The second part of the museum consists of a concrete pavilion where they have reconstituted 5 scuttled Viking vessels found in the fjord waters here.  In the 60's people started noticing wood fragments washing up on shore, so they built a coffer dam around the area, drained it, picked up all the wood shards and then spent 25 years reconstructing them to give  sense of what the ships looked like.  The pieces are attached to these iron frames so that you can get a sense of the boats, although many fragments are missing.  Perhaps not surprising as these boats are well over 1000 years old.

It might be tempting to walk by these boats quickly - they are, after all - all in one hall but here's where the 15 minute movie comes in.  There's a video playing when you first walk in - don't skip it since there is a wealth of information not just about the boats, but about the process to get them out of the fjord.  When you think about it, it's really quite amazing.  Also makes you wonder what people will dig up after us in some fjord a thousand years from now...

There are also some small side exhibits on Viking life  - and perhaps most importantly, Viking dress.  A few mannequins are sprinkled about but the real winner is in the children's section.  Not only are there two Viking ship replicas which are open for tots to climb around and swing on, but there is a full on dress and costume station where you too can live out your dreams of renaming yourself Thor and thumping around in fur pelts.  It was a hit for us let me tell you (check out diplo-tots perspective and furry ensembles over on A Toddler in the Trees).

Outside the museum, you can check out a nice collection of docked Viking boats and the harbor, and in the distance you get a wonderful view of the Roskilde cathedral.  After the Vikings, the Catholics took their turn, and Roskilde is home to the largest Catholic cathedral and final resting place of 37 monarchs.  I originally planned for us to do the museum and cathedral  in one long afternoon but we ended up enjoying the harbor and museum so much that we didn't make it in before the church closed. But it leaves us something to come back for, which we would do again gladly.

The museum had a small cafe but somewhat limited menu so we headed to the Restaurant Snekken on the harbor.  Major hygge.  Pelts, candles and pulled pork - outside, Paradis ice cream had set up shop so what to do for dessert was an easy choice.

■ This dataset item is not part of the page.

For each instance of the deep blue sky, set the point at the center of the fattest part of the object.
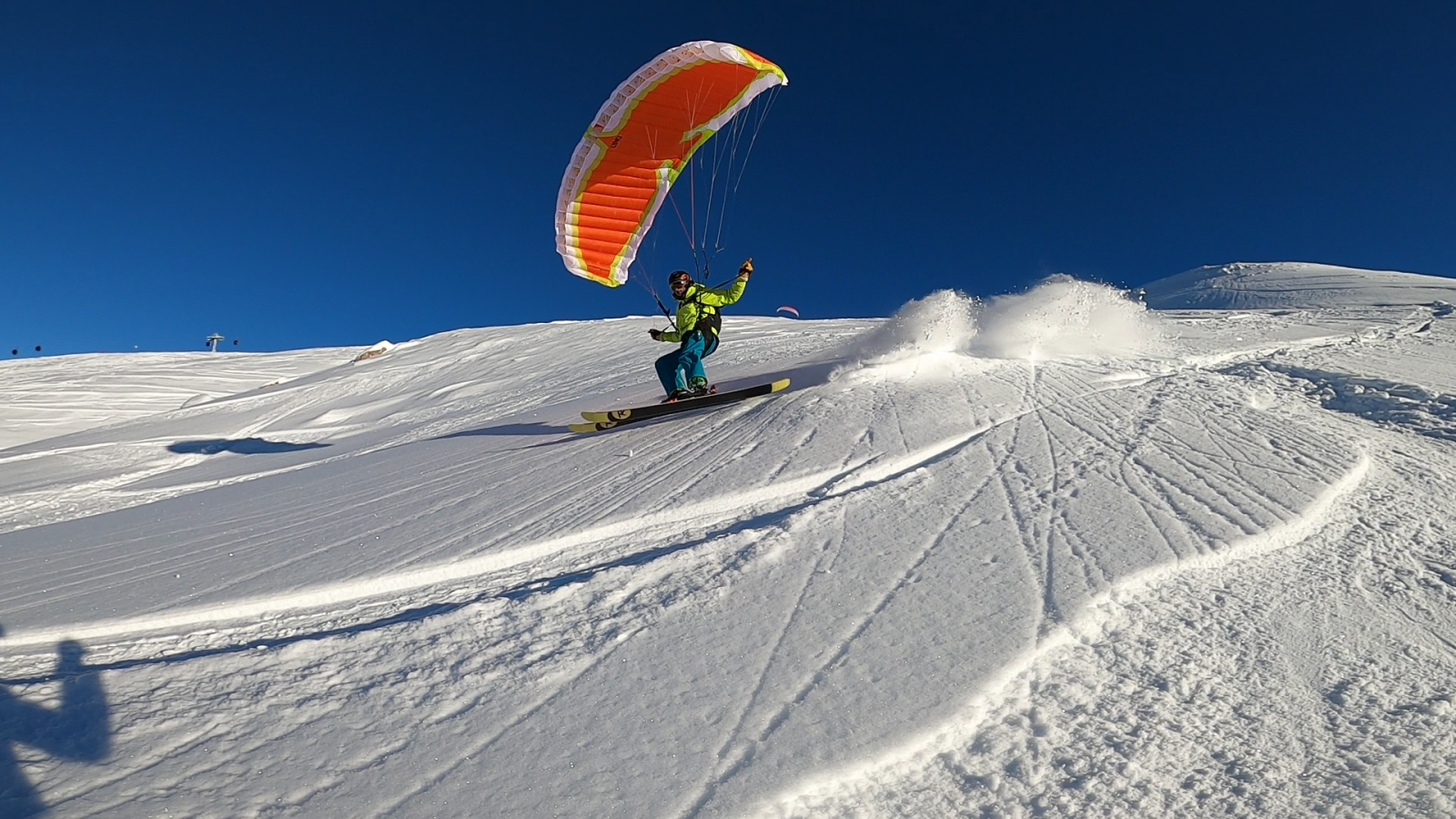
(331, 174)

We took a walk afterwards on the new harbor area - apparently making the harbor more friendly towards visitors has been a priority for the Roskilde town since 2011 and they did a great job.  I would have never guessed those paths were newer  - little sailing clubs and boats and traditional houses dot the waterside, making for a lovely walk, especially on a day like the one we had.  Full on sunshine and spring flowers really paint this town (and this country) rather pretty, wouldn't you say?